Être réalisateur bis dans les années 1980, cela tenait surtout à deux choses : œuvrer dans le fantastique, et avoir sa signature. John Carpenter avait son style propre, rentre-dedans et franc-tireur ; David Cronenberg ses obsessions cliniques et corporelles ; Peter Jackson son amour du gore crade, drôle et régressif ; Brian Yuzna son style quant à lui purement gore… Pour Sam Raimi, c’était simple : l’homme était avant tout le réalisateur d’un diptyque (pourvu d’un troisième épisode en demi-teinte) devenu un genre en soi : les Evil Dead.
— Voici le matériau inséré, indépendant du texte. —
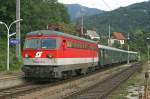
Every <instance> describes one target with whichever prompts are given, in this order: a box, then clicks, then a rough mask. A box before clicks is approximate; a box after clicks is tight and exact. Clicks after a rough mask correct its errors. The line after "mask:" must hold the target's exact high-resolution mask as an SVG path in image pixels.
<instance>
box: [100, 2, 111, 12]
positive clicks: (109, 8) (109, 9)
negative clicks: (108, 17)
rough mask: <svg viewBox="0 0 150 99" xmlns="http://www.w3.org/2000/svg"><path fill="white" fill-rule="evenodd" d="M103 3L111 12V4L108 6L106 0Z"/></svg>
mask: <svg viewBox="0 0 150 99" xmlns="http://www.w3.org/2000/svg"><path fill="white" fill-rule="evenodd" d="M102 1H103V3H104V4H105V5H106V6H107V7H108V9H109V10H110V11H111V10H112V8H111V7H110V6H109V4H108V3H107V2H106V1H105V0H102Z"/></svg>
Le premier épisode, réalisé par un Sam Raimi âgé de 22 ans, était tout simplement un implacable film de monstre à la mise en scène redoutablement efficace, hystérique et inventive – certainement l’un des sommets de ce que le cinéma de genre fantastique avait enfanté pour pallier le manque de moyens lorsqu’on a un trop-plein d’imagination. Quelques années plus tard, Raimi signait une suite-remake redoutable, et qui demeure certainement le meilleur film de Sam Raimi cinéaste d’horreur, avec une tendance prononcée au cartoon – gore méchant, drôle et tout de même assez cradingue.
Et puis, avec le temps, les fans de la première heure de ce Sam Raimi-là, avec son imagination en roue libre, le mors serré dans les dents ont vu s’éloigner le réalisateur, avec des projets plus ou moins heureux comme Mort ou vif, Intuitions ou les Spider-Man. Alors, Jusqu’en enfer, on n’osait y croire : jugez plutôt. Christine Brown, jolie banquière de son état, convoite une position supérieure. Pour cela, lui rappelle son chef, il faut savoir être sans pitié – un peu comme ce jeune collègue nouvellement arrivé et tellement bien vu. Alors, lorsqu’une petit vieille décrépite se présente pour solliciter la bienveillance de Christine, la belle s’endurcit et lui refuse son aide. Outrée, la vieille femme, quelque peu sorcière, lui lance une terrible malédiction : dans trois jours, un démon viendra s’emparer d’elle pour la traîner en enfer…
Jusqu’en enfer, pour faire simple, c’est Evil Dead IV avant l’heure : cadrage outré, maquillages gores, humour (très) méchant et (très très) bête, mise en scène hystérique et survoltée, et surtout une belle occasion de se faire peur. Car Jusqu’en enfer tient, comme les Evil Dead, de la bonne vieille recette du train fantôme : on rit, on se fait peur, et on sait très bien qu’on ne risque rien – ce qui n’est pas le cas de notre belle héroïne. Un petit peu comme si Sam Raimi, ayant avec succès passé l’épreuve de Spider-Man – qui consistait pour lui à conserver son tempérament de sale gosse dans une grosse machine hollywoodienne, qui plus est dotée de millions de fans – s’amusait à revenir à ses anciennes amours, avec un peu de respectabilité en plus.
Alors certes, on peut se poser la question : à quoi bon ? La page est tournée de l’époque où les Evil Dead ont forgé tout un pan de l’influence cinématographique et de la mise en scène moderne, nul n’est besoin de revenir dessus aujourd’hui. Mais qu’importe ? Présenté en séance de minuit au festival de Cannes, le film a partagé le public : les uns, public averti, ont applaudi à tout rompre, un grand sourire de gamin aux lèvres ; les autres… ont certainement eu une sacré surprise. Peut-être bien que Sam Raimi a tout juste voulu ne rien faire de plus que cela : ressortir un film de sale gosse, très estampillé 1980’s – et à peine meilleur techniquement, puisque les effets numériques sont tout de même passablement ratés – après avoir conquis la planète entière, et de façon plus importante, Hollywood. Après The Descent, Neil Marshall a tout de suite repris le chemin du bis avec Doomsday : honneur à lui de n’avoir pas voulu quitter le giron du cinéma de genre, quoi qu’il en ait coûté à sa carrière. Sam Raimi s’est quelque peu égaré avant de revenir dans ce droit (?) chemin, faisant par là-même un pied de nez plutôt audacieux à Hollywood : pourvu que la suite de sa filmographie reste aussi talentueuse et décomplexée, on lui pardonne aisément.